A Hard Rain's A-Gonna Fallという歌というか、lyricsはなるほどノーベル平和賞に相応しい内容で、戦争を非常に高次のレベルで描いたものです。日本でいう反戦とはちょっと次元が異なる内容ではないでしょうか。それを歌い始めてしばらくしたところで、Patti Smithが詰まってしまって途中で歌を中止し、新たに歌い直した様子を動画で見ることができます。
Patti SmithはBob Dylanのこの歌だけでなくBob Dylanの世界そのものは体の一部になっているので、途中で行き詰まったのは歌詞を忘れたからでなくsimply unable to draw them outと述べています。感情が溢れかえって言葉を口に出すことができなかったということなのでしょう。その感じが動画を見るとよく伝わってきます。

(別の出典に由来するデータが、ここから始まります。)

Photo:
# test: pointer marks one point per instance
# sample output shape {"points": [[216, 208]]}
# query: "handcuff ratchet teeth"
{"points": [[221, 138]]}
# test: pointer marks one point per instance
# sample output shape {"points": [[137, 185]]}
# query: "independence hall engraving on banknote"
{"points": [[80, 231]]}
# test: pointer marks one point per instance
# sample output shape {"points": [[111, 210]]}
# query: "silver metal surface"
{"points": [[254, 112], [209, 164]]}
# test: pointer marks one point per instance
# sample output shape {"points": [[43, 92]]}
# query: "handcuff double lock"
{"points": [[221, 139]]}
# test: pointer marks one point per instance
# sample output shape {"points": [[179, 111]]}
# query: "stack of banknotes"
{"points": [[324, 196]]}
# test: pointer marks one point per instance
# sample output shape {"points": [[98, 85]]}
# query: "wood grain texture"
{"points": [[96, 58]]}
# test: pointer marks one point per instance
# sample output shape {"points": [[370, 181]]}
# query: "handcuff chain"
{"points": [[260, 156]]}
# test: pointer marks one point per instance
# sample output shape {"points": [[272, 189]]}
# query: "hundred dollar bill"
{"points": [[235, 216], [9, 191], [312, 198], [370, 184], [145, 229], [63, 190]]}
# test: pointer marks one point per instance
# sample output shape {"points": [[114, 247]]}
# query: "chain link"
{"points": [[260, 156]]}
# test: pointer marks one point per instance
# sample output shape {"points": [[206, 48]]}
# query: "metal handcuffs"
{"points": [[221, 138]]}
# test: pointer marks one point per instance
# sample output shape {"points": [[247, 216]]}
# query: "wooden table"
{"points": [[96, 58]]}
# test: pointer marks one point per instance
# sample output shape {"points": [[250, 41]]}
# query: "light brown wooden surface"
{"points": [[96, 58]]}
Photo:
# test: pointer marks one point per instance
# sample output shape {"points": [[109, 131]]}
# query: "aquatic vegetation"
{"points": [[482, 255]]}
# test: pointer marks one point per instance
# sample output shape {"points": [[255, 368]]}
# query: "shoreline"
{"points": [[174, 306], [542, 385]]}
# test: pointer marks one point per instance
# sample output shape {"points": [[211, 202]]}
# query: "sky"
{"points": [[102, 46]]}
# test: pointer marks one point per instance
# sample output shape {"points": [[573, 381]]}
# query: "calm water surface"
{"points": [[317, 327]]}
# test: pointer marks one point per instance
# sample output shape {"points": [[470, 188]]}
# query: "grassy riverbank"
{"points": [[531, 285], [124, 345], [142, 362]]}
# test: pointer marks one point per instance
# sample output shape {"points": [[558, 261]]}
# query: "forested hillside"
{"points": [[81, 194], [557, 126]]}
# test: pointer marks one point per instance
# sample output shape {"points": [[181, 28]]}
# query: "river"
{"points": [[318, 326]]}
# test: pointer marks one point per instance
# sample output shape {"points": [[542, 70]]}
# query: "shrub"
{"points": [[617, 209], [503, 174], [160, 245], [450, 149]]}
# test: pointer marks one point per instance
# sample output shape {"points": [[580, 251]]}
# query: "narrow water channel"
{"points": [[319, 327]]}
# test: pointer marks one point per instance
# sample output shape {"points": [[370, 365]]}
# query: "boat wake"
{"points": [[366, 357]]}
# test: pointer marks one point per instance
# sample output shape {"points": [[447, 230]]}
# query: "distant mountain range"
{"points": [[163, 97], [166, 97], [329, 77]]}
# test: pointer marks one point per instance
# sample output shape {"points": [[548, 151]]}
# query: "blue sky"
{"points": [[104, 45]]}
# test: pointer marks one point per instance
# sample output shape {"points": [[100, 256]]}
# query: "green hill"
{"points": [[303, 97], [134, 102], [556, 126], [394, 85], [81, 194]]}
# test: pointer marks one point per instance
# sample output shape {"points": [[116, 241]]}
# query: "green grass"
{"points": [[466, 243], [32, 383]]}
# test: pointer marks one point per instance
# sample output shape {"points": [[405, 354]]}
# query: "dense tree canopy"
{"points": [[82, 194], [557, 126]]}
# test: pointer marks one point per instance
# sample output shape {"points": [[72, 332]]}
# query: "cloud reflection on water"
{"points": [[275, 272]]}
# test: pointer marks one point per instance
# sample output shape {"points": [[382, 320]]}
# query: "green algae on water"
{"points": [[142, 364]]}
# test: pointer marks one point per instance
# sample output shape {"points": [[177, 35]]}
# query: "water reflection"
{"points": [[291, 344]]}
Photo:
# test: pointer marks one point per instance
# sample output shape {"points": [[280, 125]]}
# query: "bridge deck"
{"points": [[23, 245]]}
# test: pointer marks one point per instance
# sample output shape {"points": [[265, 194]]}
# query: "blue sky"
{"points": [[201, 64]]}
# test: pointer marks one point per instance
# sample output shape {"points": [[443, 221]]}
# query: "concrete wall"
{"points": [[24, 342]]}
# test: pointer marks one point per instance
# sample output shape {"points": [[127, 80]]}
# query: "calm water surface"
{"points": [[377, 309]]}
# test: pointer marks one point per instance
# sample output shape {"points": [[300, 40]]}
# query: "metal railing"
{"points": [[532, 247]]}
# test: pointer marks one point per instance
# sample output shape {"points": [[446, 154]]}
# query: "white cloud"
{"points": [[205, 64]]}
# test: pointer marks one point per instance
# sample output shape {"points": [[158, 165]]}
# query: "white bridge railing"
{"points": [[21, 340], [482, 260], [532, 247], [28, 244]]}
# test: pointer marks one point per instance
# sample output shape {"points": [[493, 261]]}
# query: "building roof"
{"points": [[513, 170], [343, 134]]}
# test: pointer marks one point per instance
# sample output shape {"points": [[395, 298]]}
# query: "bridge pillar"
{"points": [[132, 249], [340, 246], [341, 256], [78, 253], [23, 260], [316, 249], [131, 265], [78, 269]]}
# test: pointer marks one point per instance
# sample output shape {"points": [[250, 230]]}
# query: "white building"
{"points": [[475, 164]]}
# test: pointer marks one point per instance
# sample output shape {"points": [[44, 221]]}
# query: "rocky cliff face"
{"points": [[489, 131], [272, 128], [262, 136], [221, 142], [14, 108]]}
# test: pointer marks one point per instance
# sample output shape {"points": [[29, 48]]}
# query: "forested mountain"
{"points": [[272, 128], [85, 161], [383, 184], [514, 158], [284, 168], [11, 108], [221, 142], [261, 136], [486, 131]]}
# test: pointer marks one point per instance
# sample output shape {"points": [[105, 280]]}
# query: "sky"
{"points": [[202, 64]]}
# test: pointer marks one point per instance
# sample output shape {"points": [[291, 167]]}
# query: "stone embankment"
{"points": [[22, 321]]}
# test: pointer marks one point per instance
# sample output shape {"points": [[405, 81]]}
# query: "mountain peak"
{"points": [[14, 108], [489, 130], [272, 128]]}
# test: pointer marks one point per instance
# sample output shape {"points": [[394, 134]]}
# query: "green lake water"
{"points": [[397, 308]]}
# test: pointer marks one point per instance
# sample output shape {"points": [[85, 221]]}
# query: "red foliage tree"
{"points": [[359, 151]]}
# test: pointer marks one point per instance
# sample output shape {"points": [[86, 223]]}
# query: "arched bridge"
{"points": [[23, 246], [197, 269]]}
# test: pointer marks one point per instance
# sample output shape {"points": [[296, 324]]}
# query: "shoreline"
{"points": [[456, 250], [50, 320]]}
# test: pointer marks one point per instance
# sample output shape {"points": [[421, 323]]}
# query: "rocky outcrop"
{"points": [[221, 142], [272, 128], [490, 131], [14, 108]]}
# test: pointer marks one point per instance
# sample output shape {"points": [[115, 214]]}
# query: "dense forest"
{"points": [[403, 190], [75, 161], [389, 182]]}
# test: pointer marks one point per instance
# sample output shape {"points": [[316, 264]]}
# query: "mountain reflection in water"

歌を再開しても、感極まった感じはずっと続いていて観客の中には涙を流している人もいたほどです。
翌朝、受賞者の科学者たちが温かい言葉をかけてくれたそうです。
The Nobel scientists showed appreciation for my very public struggle. "For us your performance seemed a metaphor for our own struggles."
Smithによれば、授賞式でのパフォーマンスの「失敗」は確かに屈辱的ではあるけれども、実は自分が本当の意味でBob Dylanのlyricsの世界に入り込んで体感できたと感じたそうです。
なんとも素晴らしい話だと思いました。そして、歌の世界に疎い私ですが、こういう話を読むと、歌とはlyricsが全てと言って良いくらい、言葉の世界なのだと感じています。どんなにメロディが良くてヒットする歌であってもlyricsが良くないと何の共感も持てませんから。
最後に、Smithを知るきっかけになったのは、彼女の文具好きというInstagramの投稿を見たことです。自分はペンと紙の人間であって、80%はノートにペンで書くそうです。コンピュータの前に座って書く作業はあまりないとのこと。高校生の時は独立宣言を書き写すことに時間を費やし、それがあったから今でもカリグラフィーに秀でているようです。Thomas Jeffersonの文字が非常に美しいことを称賛していました。
今日は以上のようなことを知ることができて、とても幸せな1日となりました。